They are called "canopy tunnel crossings" because they include a mesh tunnel through which only the Mount Graham red squirrels – and not other larger squirrel species – can fit. The tunnel will protect the squirrels from predators like birds of prey.
The money for the project comes from the Federal Highway Administration and must be used for Federal Transportation Enhancement programs.
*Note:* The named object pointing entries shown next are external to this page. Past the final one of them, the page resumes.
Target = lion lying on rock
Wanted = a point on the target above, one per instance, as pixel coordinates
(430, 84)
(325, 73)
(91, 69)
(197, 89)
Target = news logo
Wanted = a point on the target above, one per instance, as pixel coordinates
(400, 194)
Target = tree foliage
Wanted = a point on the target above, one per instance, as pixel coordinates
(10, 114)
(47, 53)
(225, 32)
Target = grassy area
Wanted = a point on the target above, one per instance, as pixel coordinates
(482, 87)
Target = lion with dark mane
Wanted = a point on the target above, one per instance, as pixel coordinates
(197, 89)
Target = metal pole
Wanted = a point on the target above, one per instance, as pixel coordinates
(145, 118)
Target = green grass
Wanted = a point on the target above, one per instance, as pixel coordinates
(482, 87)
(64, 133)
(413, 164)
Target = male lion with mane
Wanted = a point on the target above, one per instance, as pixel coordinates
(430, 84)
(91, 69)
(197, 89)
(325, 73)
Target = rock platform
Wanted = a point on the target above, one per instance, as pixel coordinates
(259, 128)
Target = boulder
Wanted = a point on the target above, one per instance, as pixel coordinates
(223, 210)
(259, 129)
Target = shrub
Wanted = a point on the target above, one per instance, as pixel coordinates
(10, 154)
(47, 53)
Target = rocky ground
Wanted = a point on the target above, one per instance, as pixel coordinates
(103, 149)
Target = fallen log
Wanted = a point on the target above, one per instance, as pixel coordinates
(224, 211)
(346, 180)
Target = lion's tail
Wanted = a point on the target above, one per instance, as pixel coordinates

One part of the enhancement initiative is Category 11, whose goal is to "reduce vehicle-caused wildlife mortality while maintaining habitat connectivity."
Arizona receives resources each year for enhancement projects like this one as part of their Federal Highway grant money, but it is up to the Arizona Department of Transportation to decide how to use the money.
Community response has been overwhelmingly negative, according to David Kincaid, city manager of Safford, the town nearest to the squirrel's habitat.
"The community at large is pretty cynical towards the project," he said. "I think people are thinking, this is just another piece of the government spending that is out of control when it could be spending that money to create real jobs for real people."
Sen. John McCain, R-Ariz., who has repeatedly criticized what he deems wasteful government spending, was asked about the squirrel bridge meeting in the town of Clifton.
"He expressed opposition to the Mount Graham red squirrel preservation effort, saying it puts unreasonable limits on forest resources that could be used to help the community's economy," McCain spokeswoman Brooke Buchanan told ABCNews.com.
Graham County Supervisor Mark Herrington thinks that the money could be better spent elsewhere.
"I don't think it's the smartest allocation of resources," he said. "With all the problems were facing today, with the economy the way it is…that's a huge expense and how do you guarantee that the squirrels are going to cross the bridge?"
Herrington said he was not consulted about the project. Instead, the Department of Transportation sent him a letter announcing the start of the project a few weeks ago.
"We could have used this money to improve roads for our citizens," Herrington said. "There are 600 miles of bad roads in Graham County that need to be improved for the people that live here."
The people of Graham County will have to wait for better roads. For now, it's the squirrels' turn.